L’entreprise immobilière Olymbec, qui a racheté le site il y a un an (la région est prisée par les promoteurs), avait obtenu l’autorisation d’abattre une partie non classée du bâtiment, mais la "pépine" a, semble-t-il, fait de l’excès de zèle. Olymbec rejette la responsabilité sur l’entrepreneur. L’histoire fait penser à une autre, bien belge cette fois : celle de cette maison d’Annevoie détruite "par erreur" par un grutier. Un cinéaste présent sur place a filmé la scène, il affirme que ce n’était pas un accident.

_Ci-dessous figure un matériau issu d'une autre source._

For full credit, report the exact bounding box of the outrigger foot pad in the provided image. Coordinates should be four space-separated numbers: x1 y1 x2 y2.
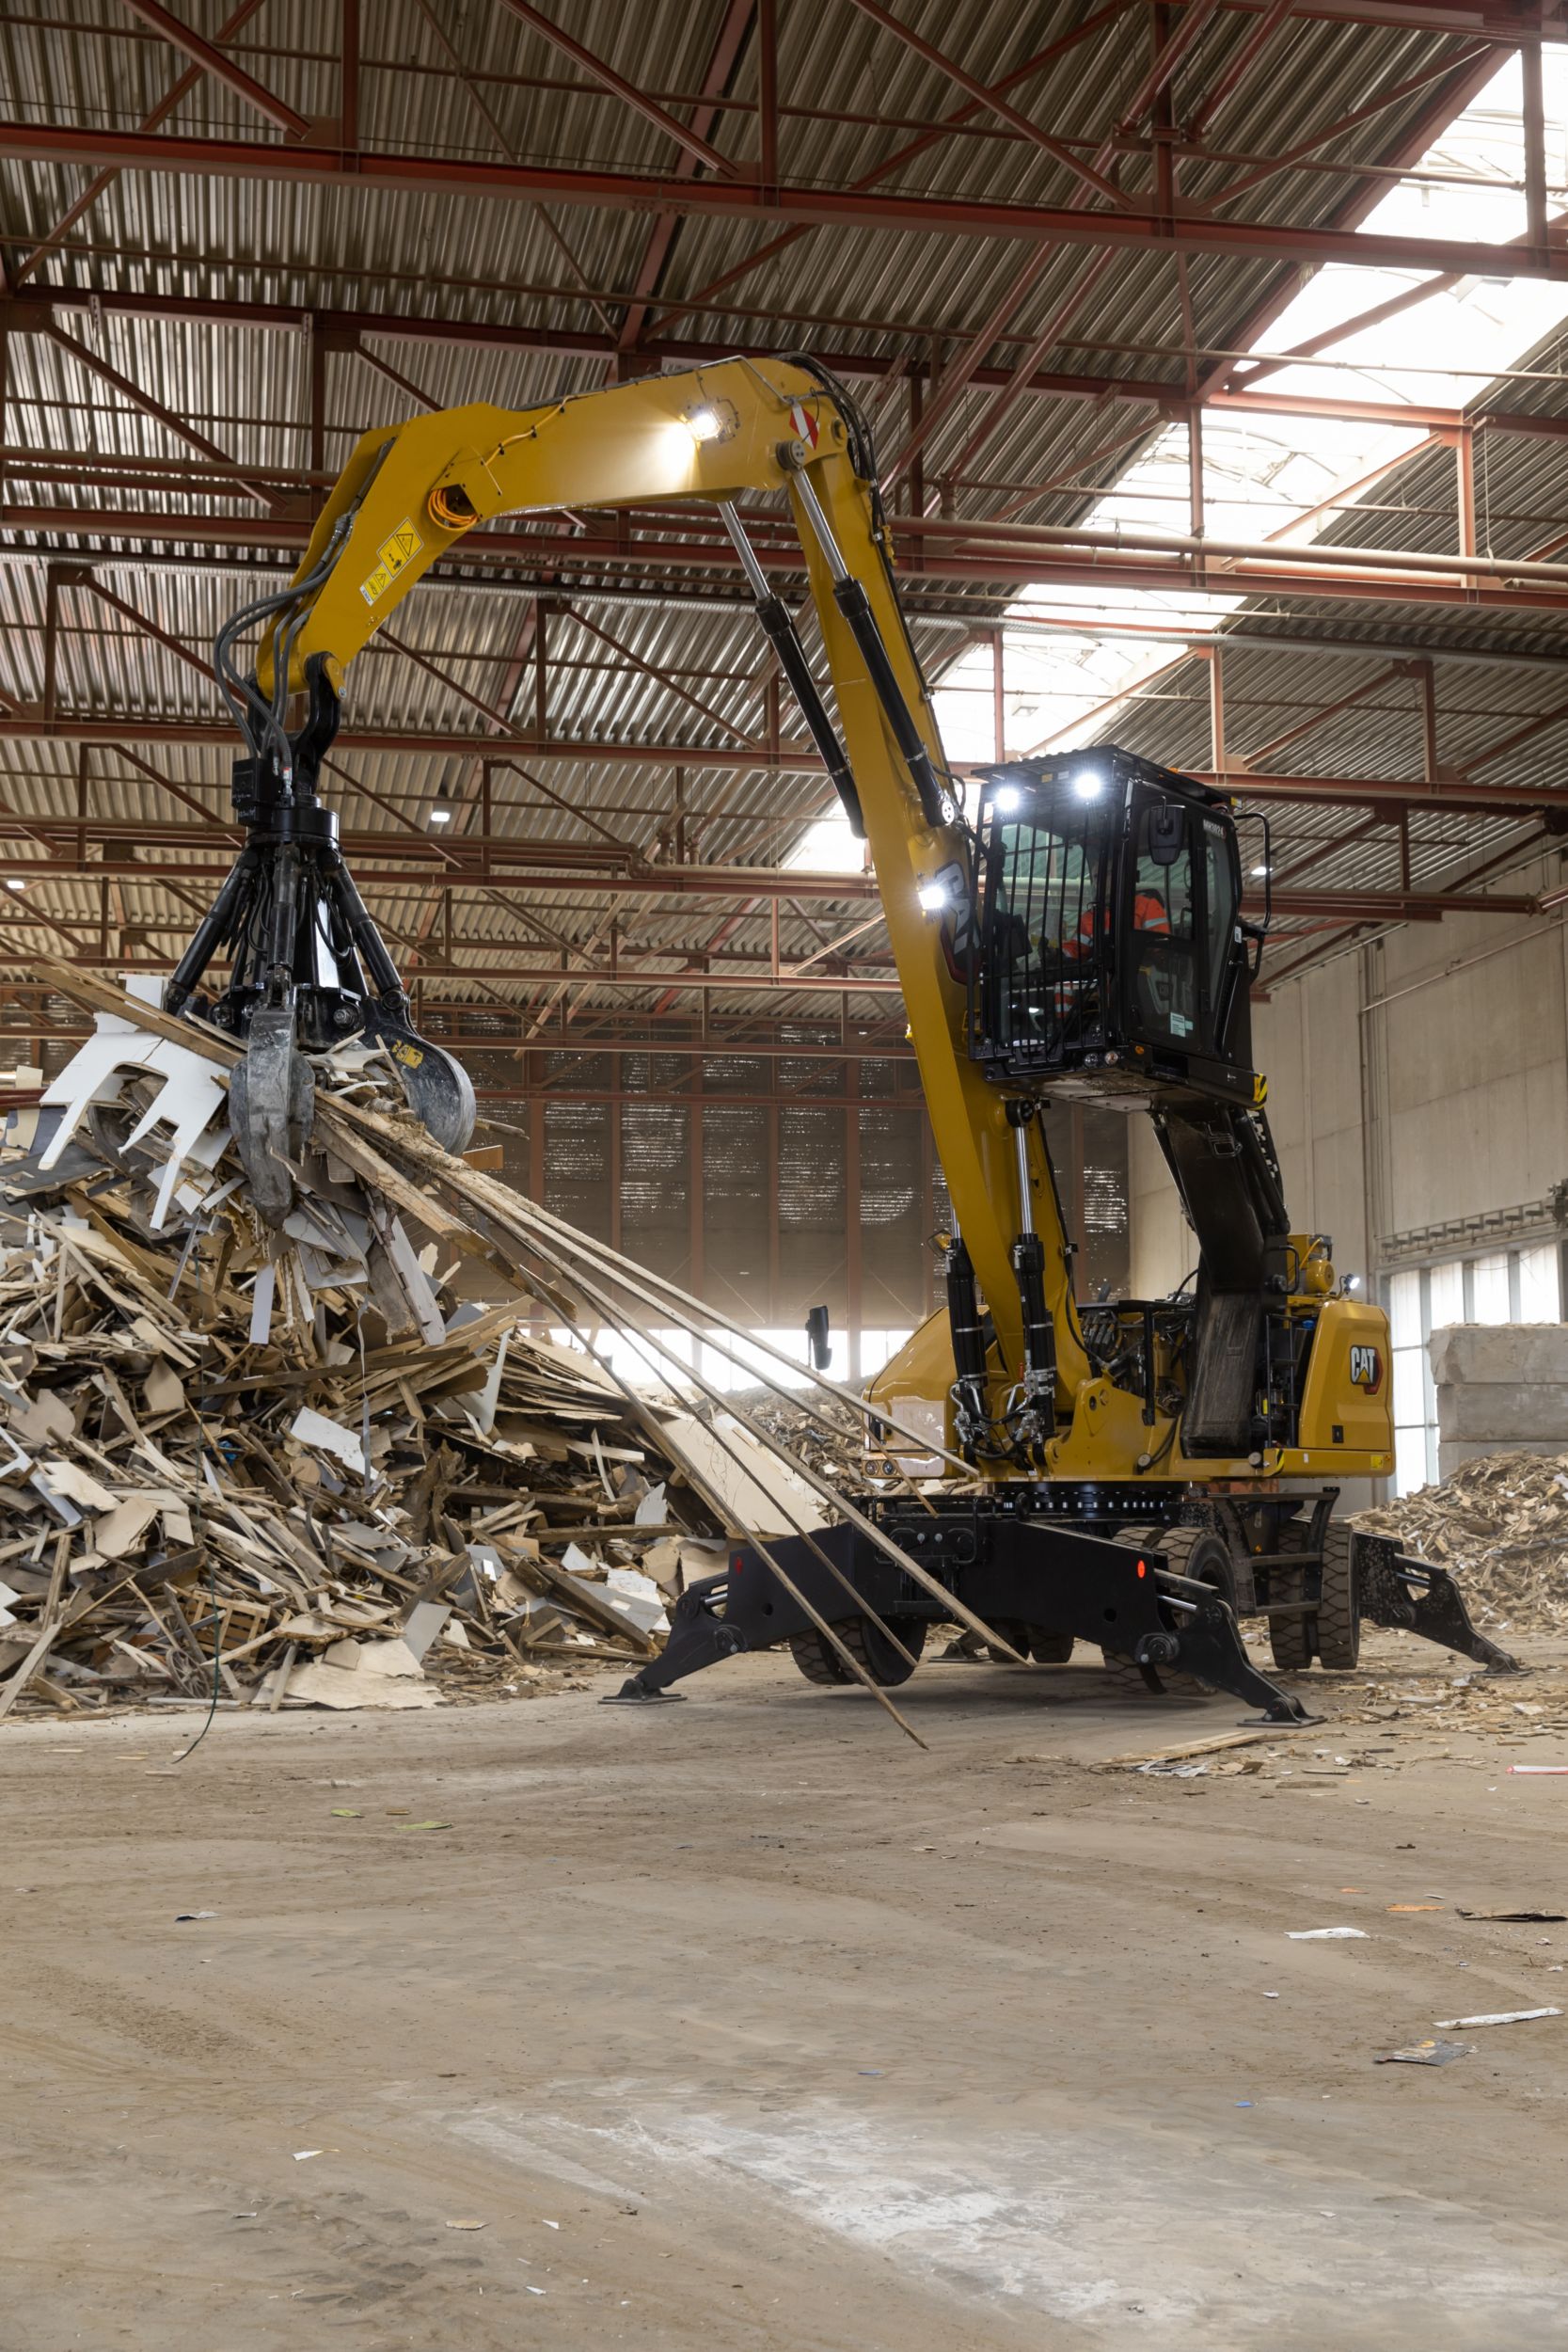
601 1679 686 1704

Le centre commercial est l’un des premiers centres commerciaux du Québec. Construit en 1936 et 1937, il comprenait des boutiques, une salle de cinéma ou encore une station-service. Il faisait partie d’un projet bien plus vaste. "Le baron Louis Empain, parti au Canada, voulait y créer un centre de loisir pour une classe aisée. Il a fait appel pour ce faire à l’architecte Antoine Courtens, explique Philippe Leblanc, artiste et ingénieur architecte spécialiste de ce dernier. C’était un ancien élève de Victor Horta, qui avait également travaillé dans son atelier, et, à ce titre, participé au projet du palais des Beaux-Arts de Bruxelles, notamment."

Le centre commercial en hiver.
Le centre commercial en hiver. © Tous droits réservés
Vue aérienne du site.
Vue aérienne du site. © Tous droits réservés

"Il a ensuite fait sa propre carrière, poursuit Philippe Leblanc. Il est connu pour ses bâtiments Art déco comme le Palais de la Folle Chanson à Ixelles, l’hôtel Haerens à Uccle ou encore l’église du Gesù, près du Botanique. Ses réalisations québécoises relèvent quant à elles plutôt du modernisme, même si l’on y retrouve encore quelques détails Art déco."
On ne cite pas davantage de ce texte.